C++ is a flexible programming language with a number of capabilities for object-oriented programming. We will study how to implement encapsulation in C++ in this tutorial.
Encapsulation is the term used to describe the packaging of data and information into a single unit. Encapsulation is described in Object Oriented Programming as the binding of data and the functions which manipulate it.

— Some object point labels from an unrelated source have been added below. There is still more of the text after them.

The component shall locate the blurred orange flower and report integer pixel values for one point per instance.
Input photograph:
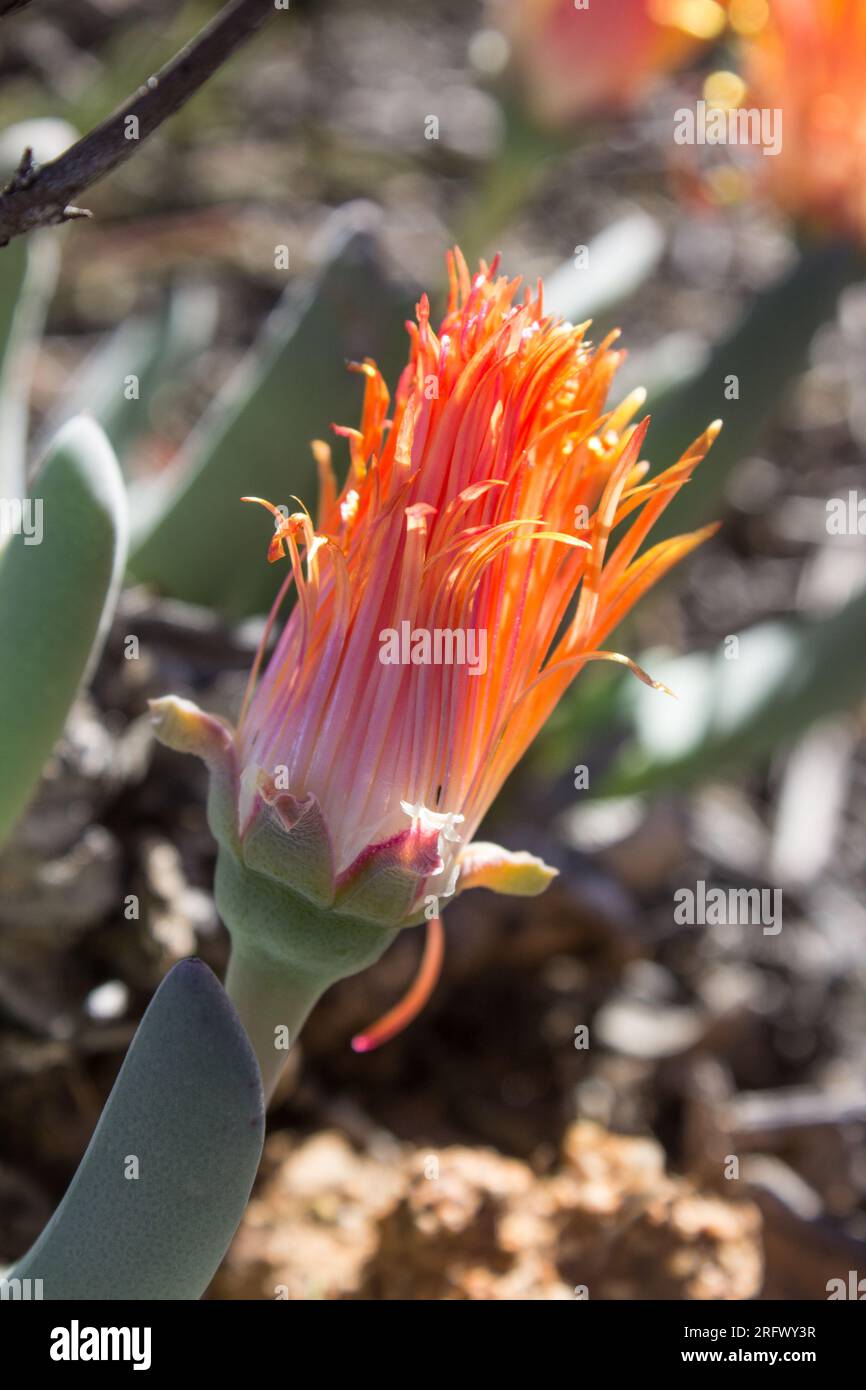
(808, 60)
(601, 56)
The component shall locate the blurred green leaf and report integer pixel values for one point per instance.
(188, 1109)
(57, 592)
(153, 348)
(766, 350)
(199, 542)
(617, 262)
(733, 709)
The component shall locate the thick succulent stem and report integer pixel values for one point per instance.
(273, 1007)
(285, 954)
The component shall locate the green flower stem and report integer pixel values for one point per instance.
(287, 951)
(273, 1005)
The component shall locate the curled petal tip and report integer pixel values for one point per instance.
(182, 726)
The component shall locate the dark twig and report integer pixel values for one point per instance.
(45, 195)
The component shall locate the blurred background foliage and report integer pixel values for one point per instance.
(275, 228)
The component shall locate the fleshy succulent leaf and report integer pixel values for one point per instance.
(163, 1184)
(292, 384)
(56, 602)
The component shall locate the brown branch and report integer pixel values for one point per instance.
(45, 195)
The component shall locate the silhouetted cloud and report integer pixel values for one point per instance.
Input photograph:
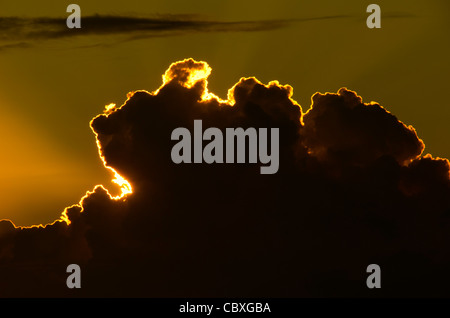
(352, 189)
(24, 32)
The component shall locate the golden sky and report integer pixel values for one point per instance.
(51, 88)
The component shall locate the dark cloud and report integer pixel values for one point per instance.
(352, 189)
(24, 32)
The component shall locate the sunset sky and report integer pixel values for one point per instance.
(50, 88)
(359, 118)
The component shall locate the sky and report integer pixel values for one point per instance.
(51, 88)
(362, 115)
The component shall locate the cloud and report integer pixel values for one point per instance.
(20, 32)
(353, 188)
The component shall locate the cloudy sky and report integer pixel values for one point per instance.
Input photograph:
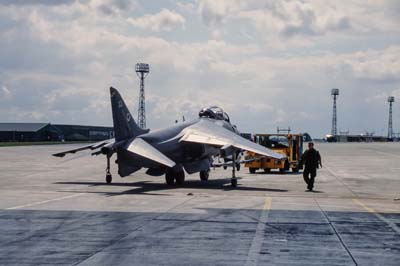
(267, 63)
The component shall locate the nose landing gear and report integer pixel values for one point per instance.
(108, 173)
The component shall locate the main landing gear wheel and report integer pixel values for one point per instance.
(180, 178)
(169, 178)
(204, 175)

At a company, there are various divisions, such as the accounts division, the finance division, the sales division, etc. The finance department manages all financial transactions and maintains records of all financial data. Similarly to this, the sales division manages all actions linked to sales and keeps track of all sales. Now a circumstance could come up where a finance official requires all the sales information for a specific month for some reason. He is not permitted to view the sales section's data directly in this situation. To request specific information, he must first speak with another officer in the sales department. Encapsulation is what it is. Here, the data of the sales section and the people who can alter it are bundled under the term "sales section."
So, data abstraction is a method of exposing only the interfaces and shielding the user from the implementation details. Data encapsulation is a method of grouping the data and the functions that are using them.
Encapsulation and data hiding are supported by C++ by using classes, which are user-defined types. A class can have private, protected, as well as public members, as we have already studied. Every item defined in a class is private by default.
For example
class Box {
public:
double getVolume(void) {
return length * breadth * height;
}
private:
double length; // Length of the box
double breadth; // Breadth of the box
double height; // Height of the box
};
Explanation of the above code
Height, breadth, and length are private variables. This implies they can only be accessible by other Box class members and not by any other portion of your program. Encapsulation can be accomplished in this manner.
You must specify class components after the public keyword if you want them to be available to other parts of your program. Every other function in your application can access any variables or functions defined after the public specifier.
Making one class a buddy of another reveals implementation details and decreases encapsulation. The ideal situation is to keep as many of each class's details masked from all other classes as much as possible.
Data abstraction or hiding is also a result of encapsulation. Encapsulation will hide the data as well. In example 1, any other area cannot access any of the data from any of the sections, such as sales, finance, or accounts. Encapsulation in C++ can be implemented with the help of class and access modifiers.
Look at the program below:
#include<iostream>
using namespace std;
class Encapsulation
{
private:
// data is hidden mainly from the outside world
int x;
public:
// function to set the value of
// variable x
void set(int a)
{
x =a;
}
// function to return the value of
// variable x
int get()
{
return x;
}
};
// main function
int main()
{
Encapsulation obj;
obj.set(9);
cout<<obj.get();
return 0;
}
Output:
9
The variable x is set to private in the program above. This variable can only be accessed and modified using the class's get() as well as set() functions. Thus, the variable x and also the functions get() and set() are tied together in this case, which is nothing more than encapsulation.
There are mainly three different types of encapsulations:
Member Variable Encapsulation: All of the data members are designated as private in this sort of encapsulation.
Function Encapsulation: Some member functions are declared private under this form of encapsulation. Here the constructor will be public.
Class Encapsulation: All members of a class are declared private in this sort of encapsulation. This primarily takes place in nested classes.
As the titles indicate, all of the data variables or data members are made private in member variable encapsulation. In contrast, some of the functions in Function Encapsulation are declared private. Class Encapsulation declares the entire class as private.
Your ability to define data members as private will improve as a result of learning about encapsulation. We can protect our data from outsiders in this way. Although member functions can also use this technique, member variables are where it is most commonly used. Encapsulation can thus be used frequently in this manner.
| Data Abstraction | Encapsulation |
|---|---|
|
By putting forth a design, data abstraction resolves the issues. |
The proposed design is put into practice using encapsulation, which also fixes the issues. |
|
Data abstraction keeps code details hidden and only makes the user-required information visible |
A class is created by merging all of the data members, including variables and functions, through the use of encapsulation. |
|
The use of classes as well as objects in Abstraction improves the security of the code. |
Access specifiers are used in encapsulation to limit access to data from outside the world. |
|
Abstraction is used to hide the implementation. |
The data can be kept secret by using encapsulation. |
In this tutorial, we discussed encapsulation and its benefits using a practical example. We then discussed some actual encapsulation implementation examples.
With the aid of those examples, we were able to comprehend the idea of data hiding and how it differs from encapsulation. We also discussed the benefits of encapsulation and why it would be a good idea to include it in our codes.